Meira tried to make herself comfortable. “Please read. I'll try my best to listen.”

“Stop me whenever you like.” Raquela pulled the well-worn letter out of her pocket. She began reading:

     “Wherever we go in Italy—in the areas our Allied forces have just begun liberating—the people come out on the road and stare at our trucks with the blue and white star of David. They wave, they shout greetings, they throw kisses at us, toss flowers as if even the trucks were human.”
“I can almost see them,” Meira whispered.
Raquela went on.
     “We keep looking for Jewish survivors. Tragically, most of the Jews of Italy have been deported or massacred. But every now and then we meet a few who were hidden by kindly Christian neighbors. They come and put their heads on our trucks and weep. When we stop, some of them jump inside and embrace us. Jews from Palestine! They can't believe we're real.”

She looked up from the letter. Meira clutched her body with her hands, as if to ward off an unbearable pain. “Go on, Raquela. I'm listening. What an experience for our Sabras—to meet the survivors.”

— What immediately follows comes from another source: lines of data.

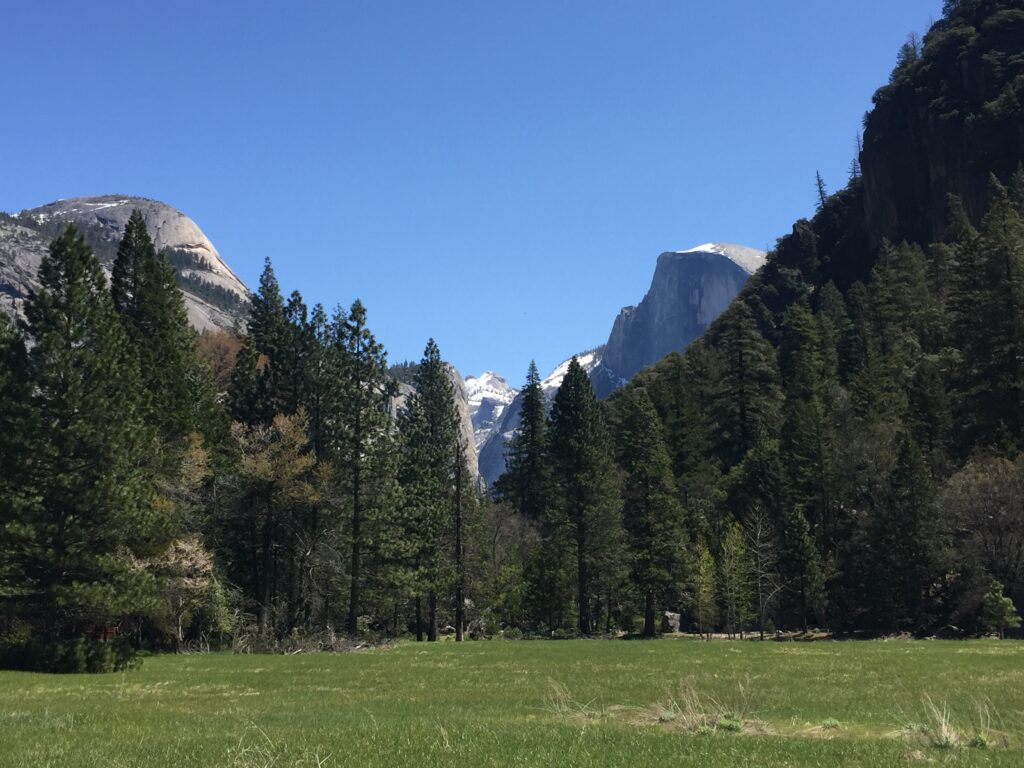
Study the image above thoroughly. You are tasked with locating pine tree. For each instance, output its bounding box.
[714,301,782,466]
[225,412,316,635]
[398,339,462,640]
[227,259,294,425]
[718,522,754,637]
[111,208,157,316]
[743,506,785,640]
[495,360,549,522]
[779,304,831,534]
[814,171,828,212]
[3,226,172,640]
[331,300,392,634]
[693,540,718,640]
[548,357,623,635]
[781,507,825,631]
[861,438,946,631]
[0,313,32,593]
[609,387,686,637]
[112,210,227,456]
[977,179,1024,447]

Raquela nodded. “I'm sure they'll never forget that first moment—Sabras and survivors embracing. He goes on:

     “The Germans' reaction to our Jewish Brigade is incredible. We listen to the Nazis on the radio; they sound as though they've gone berserk. They say, ‘Churchill has let mad dogs loose on Europe.'”

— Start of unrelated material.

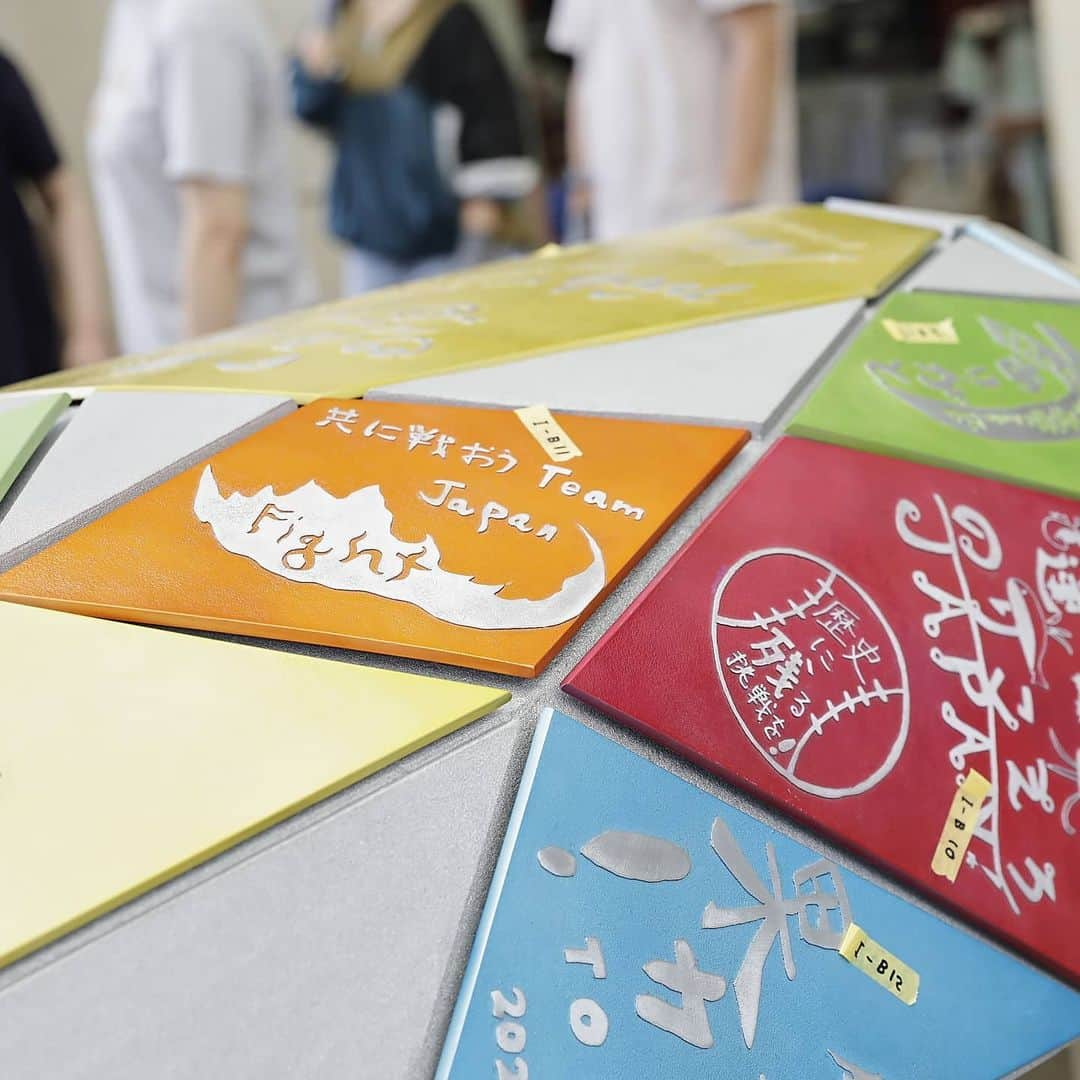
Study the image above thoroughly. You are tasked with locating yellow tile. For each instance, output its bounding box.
[4,206,937,402]
[0,604,509,966]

“Any idea where he is?” Meira sat up. The pain had stopped again.

“Somewhere north of Rome, in the mountains. He describes what it's like in those hills:

     “How cold it is. The winds howl like a hungry animal and the sound is like an unfinished symphony. Only Satan himself can conduct this orchestra.
     “Whenever I leave my tent, I pull on everything I own, six layers of underwear, and then two sweaters. I can just about get my army jacket closed.
     “We're fighting on two fronts—the first front is against the Nazis, and the second front is against nature. In the dark night the wind blows us around in all directions as if we were drunk. And the mud! Sometimes I think I'll never get the mud out of my boots or my pants.”

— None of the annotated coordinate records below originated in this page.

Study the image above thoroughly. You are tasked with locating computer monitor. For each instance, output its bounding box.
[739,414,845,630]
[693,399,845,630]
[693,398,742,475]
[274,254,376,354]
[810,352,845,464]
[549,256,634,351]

She stopped reading. Meira lay with her eyes closed. “I'll skip this part,” Raquela said.

She read the next paragraphs to herself; she knew them almost by heart.

     I look at your picture (I always carry it in my left pocket, next to my heart; it's so comforting to have Raquela near me) and repeat to myself for the thousandth time, again and again and again. There is no question—I love the most beautiful and fantastic girl in the world.
     I am only flesh and blood. The chambers of my heart are overflowing with the emotions I feel toward you.
     Many kisses from the one who longs for you.

A white-jacketed doctor entered the room. Raquela jumped to her feet like a private confronted by the commanding general.

“And how are you this morning, Mrs. Levy?”

“Feeling better already now that I see you, Dr. Brzezinski.” Meira straightened the sheet above her abdomen.

She introduced Raquela. “This is my sister-in-law, Raquela, Jacobs sister.”

Dr. Brzezinski smiled at Raquela. “I remember you sitting in front of the window in my G-Y-and-O class. I had no idea you two were related.”

Raquela was flustered. Dr. Aron Brzezinski, deputy chief of gynecology and obstetrics, had noticed her. He was not handsome. His face was round, and he wore thick dark-rimmed glasses. He was in his middle thirties, already slightly paunched and an inch shorter than she; yet he moved in an aura of warmth and compassion. She saw Meira looking at his kindly face as if his very presence would make her labor easier.

He examined Meira. “Not yet. I don't want to induce labor unless we have to.”

Meira shut her eyes and began breathing deeply. In minutes she was asleep.

Dr. Brzezinski turned to Raquela. “Would you like to have some coffee with me? I'm going down to the cafeteria.”